Companies, such as S.D. Meyers Inc., can recycle transformers, capacitors, lighting ballasts and other electrical equipment contaminated by PCBs and transformer oil contaminated by PCBs. Ninety-five percent of a transformer is recyclable copper, aluminum, steel and ceramics, which are cleaned to Canadian cleanliness standards (105g PCB/100cm2) and smelted. Five percent of the transformer is non-recyclable materials (wood, paper, gasket material, etc.), which are incinerated in a U.S. EPA-permitted incinerator. No landfilling of Canadian wastes is allowed. Since natural resources are recycled and since all PCBs are destroyed (none landfilled), the threat of PCBs is removed from the North American environment.
The savings to Canadian PCB owners is estimated to be more than $150 million (Cdn).

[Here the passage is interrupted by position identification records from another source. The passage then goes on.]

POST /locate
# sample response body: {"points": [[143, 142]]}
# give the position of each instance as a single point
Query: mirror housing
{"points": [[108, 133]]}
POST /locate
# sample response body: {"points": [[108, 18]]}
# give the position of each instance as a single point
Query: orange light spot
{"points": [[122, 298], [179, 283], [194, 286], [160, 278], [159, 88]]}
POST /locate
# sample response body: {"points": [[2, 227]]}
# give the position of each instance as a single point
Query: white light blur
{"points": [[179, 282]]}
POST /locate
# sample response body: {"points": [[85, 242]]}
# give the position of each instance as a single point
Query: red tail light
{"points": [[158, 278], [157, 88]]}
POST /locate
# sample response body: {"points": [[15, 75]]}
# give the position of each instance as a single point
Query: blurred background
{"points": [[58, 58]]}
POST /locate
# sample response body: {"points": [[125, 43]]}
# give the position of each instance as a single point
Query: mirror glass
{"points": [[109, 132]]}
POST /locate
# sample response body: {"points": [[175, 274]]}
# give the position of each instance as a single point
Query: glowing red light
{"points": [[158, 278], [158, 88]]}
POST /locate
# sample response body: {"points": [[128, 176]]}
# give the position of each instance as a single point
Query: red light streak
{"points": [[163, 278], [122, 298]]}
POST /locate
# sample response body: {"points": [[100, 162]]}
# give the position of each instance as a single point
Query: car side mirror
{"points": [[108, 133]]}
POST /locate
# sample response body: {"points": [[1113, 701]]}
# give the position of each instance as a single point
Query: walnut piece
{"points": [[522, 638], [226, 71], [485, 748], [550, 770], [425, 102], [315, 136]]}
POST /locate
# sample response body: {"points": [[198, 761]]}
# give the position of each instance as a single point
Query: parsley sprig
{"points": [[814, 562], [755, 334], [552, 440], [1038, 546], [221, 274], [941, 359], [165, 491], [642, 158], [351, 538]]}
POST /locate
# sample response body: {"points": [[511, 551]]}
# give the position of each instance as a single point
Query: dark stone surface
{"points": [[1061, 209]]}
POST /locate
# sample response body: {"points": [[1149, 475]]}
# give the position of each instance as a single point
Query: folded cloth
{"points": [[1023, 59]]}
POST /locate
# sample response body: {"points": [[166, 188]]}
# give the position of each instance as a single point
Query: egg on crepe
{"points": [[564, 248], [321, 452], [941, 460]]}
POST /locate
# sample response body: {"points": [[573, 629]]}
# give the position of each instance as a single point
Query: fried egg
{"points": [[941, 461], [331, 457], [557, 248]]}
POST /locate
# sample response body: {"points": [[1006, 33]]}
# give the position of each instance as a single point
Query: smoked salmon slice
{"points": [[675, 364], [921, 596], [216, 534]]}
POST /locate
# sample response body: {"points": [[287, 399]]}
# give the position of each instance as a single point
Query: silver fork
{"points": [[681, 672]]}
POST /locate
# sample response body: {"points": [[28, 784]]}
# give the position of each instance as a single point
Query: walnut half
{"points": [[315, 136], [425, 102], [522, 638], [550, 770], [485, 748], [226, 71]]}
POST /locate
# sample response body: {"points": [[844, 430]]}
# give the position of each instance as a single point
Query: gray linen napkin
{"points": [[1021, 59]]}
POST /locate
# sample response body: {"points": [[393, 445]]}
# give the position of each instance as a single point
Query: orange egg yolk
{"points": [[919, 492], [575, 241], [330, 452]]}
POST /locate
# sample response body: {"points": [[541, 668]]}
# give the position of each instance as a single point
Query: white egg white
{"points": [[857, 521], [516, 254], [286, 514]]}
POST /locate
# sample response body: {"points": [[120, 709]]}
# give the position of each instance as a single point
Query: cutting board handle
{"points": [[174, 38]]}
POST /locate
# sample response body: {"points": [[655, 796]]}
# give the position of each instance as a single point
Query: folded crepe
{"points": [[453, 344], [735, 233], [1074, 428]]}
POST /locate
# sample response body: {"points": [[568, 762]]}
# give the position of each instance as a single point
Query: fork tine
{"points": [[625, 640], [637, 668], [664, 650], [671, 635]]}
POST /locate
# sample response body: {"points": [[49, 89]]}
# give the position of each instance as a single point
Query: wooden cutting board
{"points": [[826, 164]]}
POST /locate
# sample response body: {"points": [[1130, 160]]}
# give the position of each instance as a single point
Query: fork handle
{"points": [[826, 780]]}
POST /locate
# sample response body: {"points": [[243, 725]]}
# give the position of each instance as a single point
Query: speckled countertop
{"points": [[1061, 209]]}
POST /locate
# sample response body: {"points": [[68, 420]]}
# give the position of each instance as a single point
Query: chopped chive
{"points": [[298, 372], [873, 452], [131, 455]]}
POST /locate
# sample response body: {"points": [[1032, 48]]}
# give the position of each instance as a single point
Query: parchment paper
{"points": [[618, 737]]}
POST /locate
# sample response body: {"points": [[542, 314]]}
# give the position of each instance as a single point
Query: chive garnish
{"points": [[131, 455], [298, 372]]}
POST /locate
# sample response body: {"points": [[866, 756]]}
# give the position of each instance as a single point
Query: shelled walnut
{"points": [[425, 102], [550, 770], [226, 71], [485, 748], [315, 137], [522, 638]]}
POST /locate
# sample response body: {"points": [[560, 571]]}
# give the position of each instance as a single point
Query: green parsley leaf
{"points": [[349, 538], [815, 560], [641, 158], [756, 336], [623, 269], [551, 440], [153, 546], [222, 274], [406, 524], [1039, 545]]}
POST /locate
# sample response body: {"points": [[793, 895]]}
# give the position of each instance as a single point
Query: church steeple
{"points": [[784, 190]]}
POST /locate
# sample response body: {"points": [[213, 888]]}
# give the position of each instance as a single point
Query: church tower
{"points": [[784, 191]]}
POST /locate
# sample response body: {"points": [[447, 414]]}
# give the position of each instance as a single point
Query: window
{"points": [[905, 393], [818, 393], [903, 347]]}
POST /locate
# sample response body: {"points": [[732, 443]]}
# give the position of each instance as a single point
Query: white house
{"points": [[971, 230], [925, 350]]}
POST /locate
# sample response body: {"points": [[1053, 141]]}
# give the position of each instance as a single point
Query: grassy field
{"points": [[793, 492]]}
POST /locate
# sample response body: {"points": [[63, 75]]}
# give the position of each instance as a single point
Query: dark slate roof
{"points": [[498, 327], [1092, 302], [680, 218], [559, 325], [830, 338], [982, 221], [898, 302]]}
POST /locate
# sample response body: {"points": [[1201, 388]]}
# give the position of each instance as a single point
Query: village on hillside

The average market rate for PCB disposal in Canada has been cut in half due to efforts to open the border.
The only opposition to opening the border during EPA hearings came from three Canadian dispoal companies which presumably has a vested interest in keeping the borders closed. Other Canadian brokers and disposal companies did not comment; no environmental group provided coments, either.
Virtually all the PCBs in Canada were manufactured in the United States; Canada never manufactured PCBs and so allowing PCBs to be repatriated for disposal completes the life cycle for these PCBs.
S.D. Meyers Inc., founded in 1965, is the largest PCB disposal via recycling company in North America. Its six U.S. EPA-permitted recycling processes have handled more than 120 million kg of PCB and PCB contaminated fluids and equipment in the last six years.
S.D. Meyers also has transported PCBs more than 17 million km without a spill and has been audited by more than 500 corporate and utility environmental auditing teams in the United States, as well as toured by Londoners For the Elimination of All PCBs, the Ontario Ministry of Environment and Environment Canada.